After all, since 2001, Dylan has given us Love and Theft, Modern Times and Together Through Life, three albums that range from the merely mediocre to the truly awful. Anyone who felt that he had lost his edge is entirely justified.

Well, we will have to admit that, at 71, he is old. But now, as if from nowhere, he’s produced Tempest—and all we can do is simply marvel at how vast is the gulf between Dylan and whoever is in second place among the best songwriters ever.

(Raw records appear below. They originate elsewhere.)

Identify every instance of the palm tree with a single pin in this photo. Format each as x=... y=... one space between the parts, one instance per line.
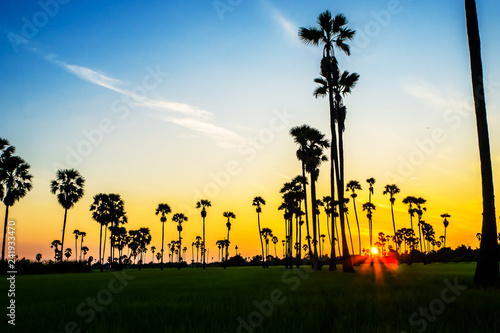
x=369 y=207
x=410 y=201
x=275 y=241
x=258 y=202
x=179 y=218
x=164 y=209
x=332 y=32
x=57 y=253
x=445 y=223
x=68 y=186
x=67 y=253
x=84 y=250
x=487 y=272
x=352 y=186
x=392 y=190
x=76 y=232
x=82 y=234
x=229 y=216
x=15 y=181
x=203 y=204
x=106 y=209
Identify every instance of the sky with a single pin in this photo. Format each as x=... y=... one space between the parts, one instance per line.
x=177 y=101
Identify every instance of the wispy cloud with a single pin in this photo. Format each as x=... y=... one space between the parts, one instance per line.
x=289 y=28
x=222 y=136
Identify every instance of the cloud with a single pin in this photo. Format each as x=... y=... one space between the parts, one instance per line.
x=289 y=28
x=222 y=136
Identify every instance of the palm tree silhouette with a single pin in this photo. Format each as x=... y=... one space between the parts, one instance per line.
x=57 y=253
x=229 y=216
x=164 y=209
x=487 y=272
x=332 y=32
x=67 y=253
x=445 y=223
x=352 y=186
x=258 y=202
x=76 y=232
x=68 y=186
x=369 y=207
x=15 y=181
x=392 y=190
x=179 y=218
x=203 y=204
x=82 y=234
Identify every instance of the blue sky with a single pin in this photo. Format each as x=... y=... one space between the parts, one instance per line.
x=223 y=78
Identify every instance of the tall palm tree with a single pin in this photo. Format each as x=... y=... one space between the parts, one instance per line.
x=15 y=181
x=163 y=209
x=258 y=202
x=392 y=190
x=229 y=216
x=203 y=204
x=445 y=223
x=332 y=32
x=179 y=218
x=68 y=186
x=82 y=234
x=369 y=207
x=352 y=186
x=76 y=232
x=487 y=272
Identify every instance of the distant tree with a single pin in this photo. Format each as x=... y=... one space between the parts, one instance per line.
x=258 y=202
x=164 y=209
x=179 y=218
x=68 y=186
x=203 y=204
x=445 y=223
x=15 y=181
x=67 y=253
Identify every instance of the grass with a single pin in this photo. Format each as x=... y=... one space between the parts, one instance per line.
x=375 y=299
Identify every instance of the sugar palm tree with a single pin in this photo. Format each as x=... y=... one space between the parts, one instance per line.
x=68 y=186
x=487 y=272
x=57 y=253
x=332 y=32
x=392 y=190
x=76 y=232
x=229 y=216
x=411 y=201
x=15 y=181
x=163 y=209
x=82 y=234
x=203 y=204
x=369 y=207
x=258 y=202
x=179 y=218
x=445 y=223
x=352 y=186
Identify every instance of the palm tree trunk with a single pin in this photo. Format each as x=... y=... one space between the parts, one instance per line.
x=260 y=237
x=487 y=271
x=357 y=222
x=162 y=241
x=64 y=228
x=100 y=242
x=5 y=231
x=204 y=243
x=304 y=186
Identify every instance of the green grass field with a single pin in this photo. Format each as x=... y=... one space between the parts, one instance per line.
x=252 y=299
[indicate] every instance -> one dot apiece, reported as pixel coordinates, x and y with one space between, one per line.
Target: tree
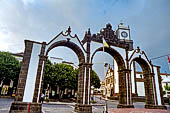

It’s well to remember that Bob Dylan has recorded over 500 songs. That alone would secure him a pretty lofty place in musical history. But the more remarkable thing is that anyone who grew up with him knows at least some of the words to at least a hundred of them. No one else comes close to matching that.

Tempest is Dylan’s 35th album, and it’s a masterpiece. If you’ve wondered whether he’d ever be able to return to writing with intensity, and passion, and sheer inimitable poetry—or even if you don’t give a damn, if you’ve merely written him off as a faded ’60s relic—you should listen.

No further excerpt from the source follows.